# Saay Hello to my little friend...



## Livebychance (Jan 29, 2007)

Shooting 22 pistol competitions with my Hamerli was fun and challenging but, after I got really good at it I lost interest. Being a deer hunter and not always having time off of work during the one week season, I decided it would be nice to have a rifle in the car so if time allowed on the way home from work I could maybe get in an hour or two. Well, the work car isn't the biggest and the rifle would not fit in the trunk, and the back seat is out of the question even if covered might be obvious to it's nature. Hey how about a pistol? would fit into the trunk, easy to transport, cool. Now came my next situation, what manufacturer and caliber? My State does not allow semi's for hunting so a revolver or single shot is what I'm allowed. Next step what manufacturer, after reading countless forums, magazines, and loading manuals it was obvious to me the Ruger. Although Smith's have a huge following the reloading manuals with hot loads say; "For Ruger and TC only!!" Not an engineer but came to the conclusion of a more robust gun. (Let the daggers come).
Choose a 454 in caliber for its power and flat shooting.
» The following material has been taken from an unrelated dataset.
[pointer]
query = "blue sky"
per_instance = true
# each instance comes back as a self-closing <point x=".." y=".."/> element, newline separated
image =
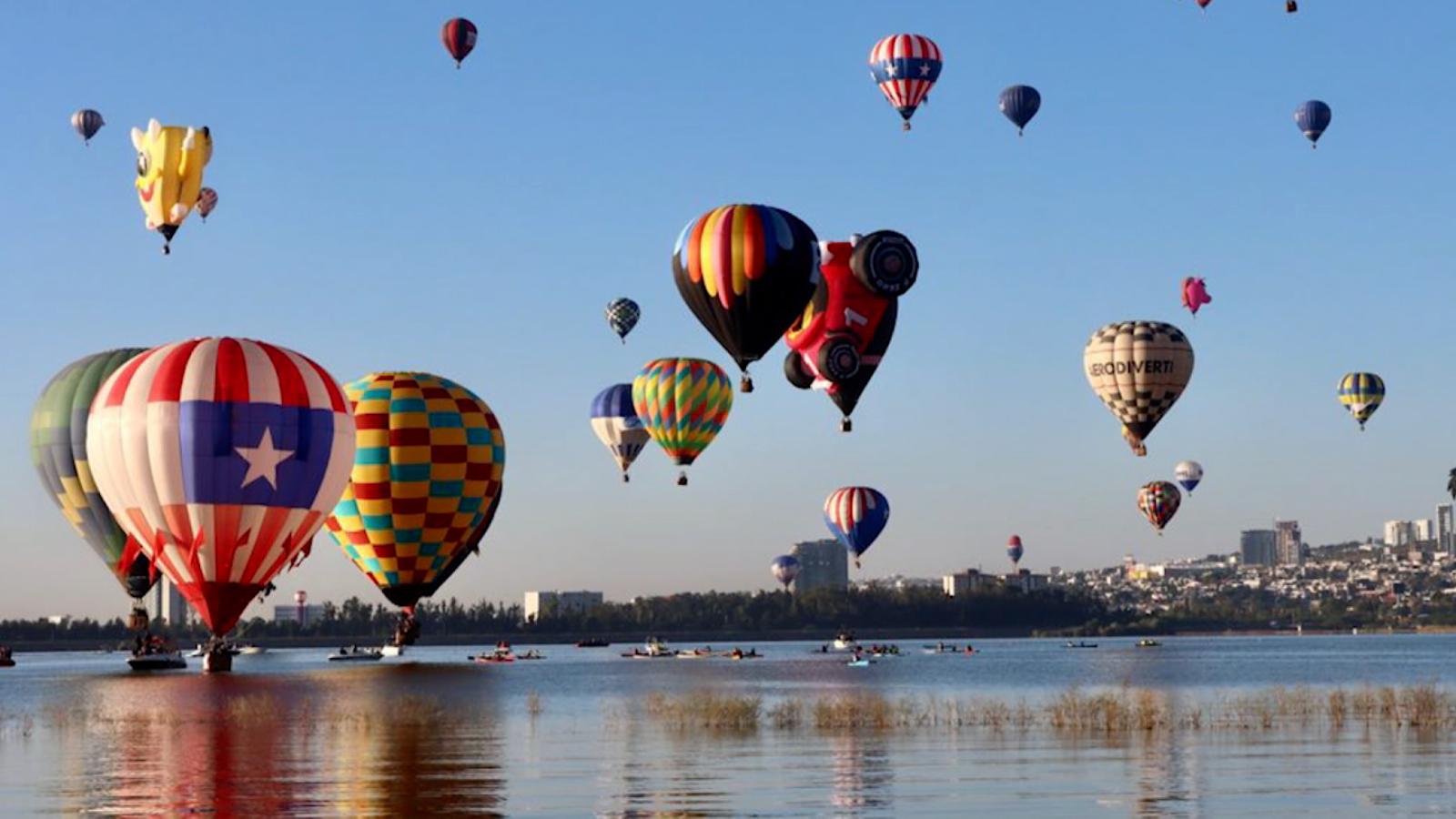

Went to the range with the Ruger Super Rehawk and placed one of my 22 targets out at fifty yards. Left hand in my pocket, right hand on the revolver nice light touch of the trigger, Ka-Boooom. Good freaken gocka mucha, thank God nobody was at the range watching how I almost dropped the gun. Second shot both hands on the gun with a death grip. Problem no hits on the target, so brought it in a bit to twenty five yards I thought very embarrassing. Still no hits, what the heck these sights must be way off. Had to buy more shells as I ran out. A 4x4 piece of card board discovered there were some hits all over no rhyme or reason. More research. Bought RCBS Rockchucker started loading my own, it took a good 500 rounds to finally group 4 inches at fifty yards off hand (both hands). Well this all happened over a couple of months missing deer season because did not dare head out with the way things were. That's how I became addicted to big bore handgun shooting. 
Looking forward to firing the 500 cartridge.

Magnum Research 500 S&W
:enforcer:


----------



## Shipwreck (Jan 26, 2006)

Nice toy :smt023


----------



## Wandering Man (Jul 9, 2006)

Welcome to the forum.

That's a nice looking gun. How does she shoot?

WM


----------



## Livebychance (Jan 29, 2007)

Wandering Man said:


> Welcome to the forum.
> 
> That's a nice looking gun. How does she shoot?
> 
> WM


I will let you know this week end.


----------



## slugger6 (Jan 15, 2007)

That is one nice looking revolver!


----------